Unique profiles of HCPs associated with lysate and supernatant processed material are likely driven by varying levels of protein secretion from the host cell during vector production; however, reduced culture viabilities can contribute to the release of additional cellular proteins. Proteins secreted into the culture medium at higher proportions may interact with viral particles in the media or carry through the downstream process due to nonspecific interactions with affinity resins. Phospholipase B-like 2 (PLBL2) was one of 347 HCPs uniquely detected in all lysate-purified vector samples but absent in supernatant-processed material.
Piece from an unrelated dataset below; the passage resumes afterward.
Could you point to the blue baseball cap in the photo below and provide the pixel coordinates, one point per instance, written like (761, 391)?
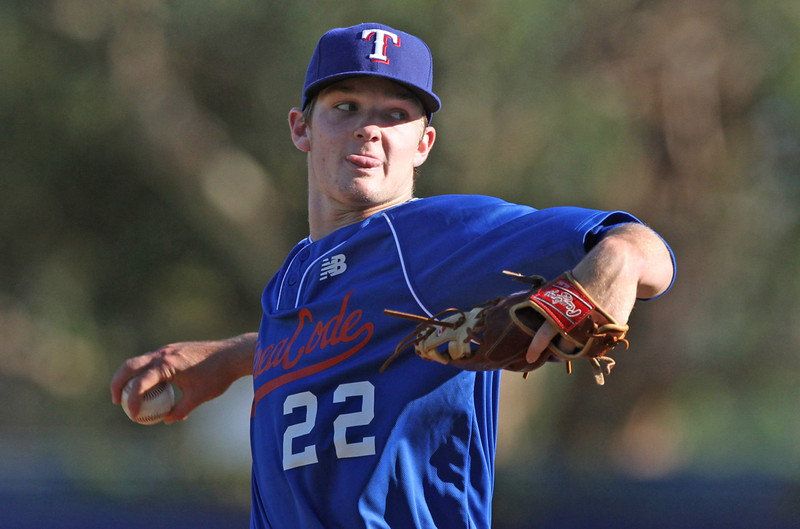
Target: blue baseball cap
(372, 50)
PLBL2 has been previously shown to copurify with monoclonal antibodies and pose significant immunogenicity risks to patients. ¹⁵ LC-MS/MS results indicate that retention of this “high-risk” HCP in intermediate vector preparations can be avoided by shifting to a supernatant-only harvest process.

Statistical analysis

Statistical comparisons between harvest lots (lysate vs. supernatant), vector transgenes (EGFP vs. empty), and affinity resins (AAVX vs. serotype-specific) were performed using nonparametric paired analyses (Wilcoxon test), with p < 0.05 considered statistically significant.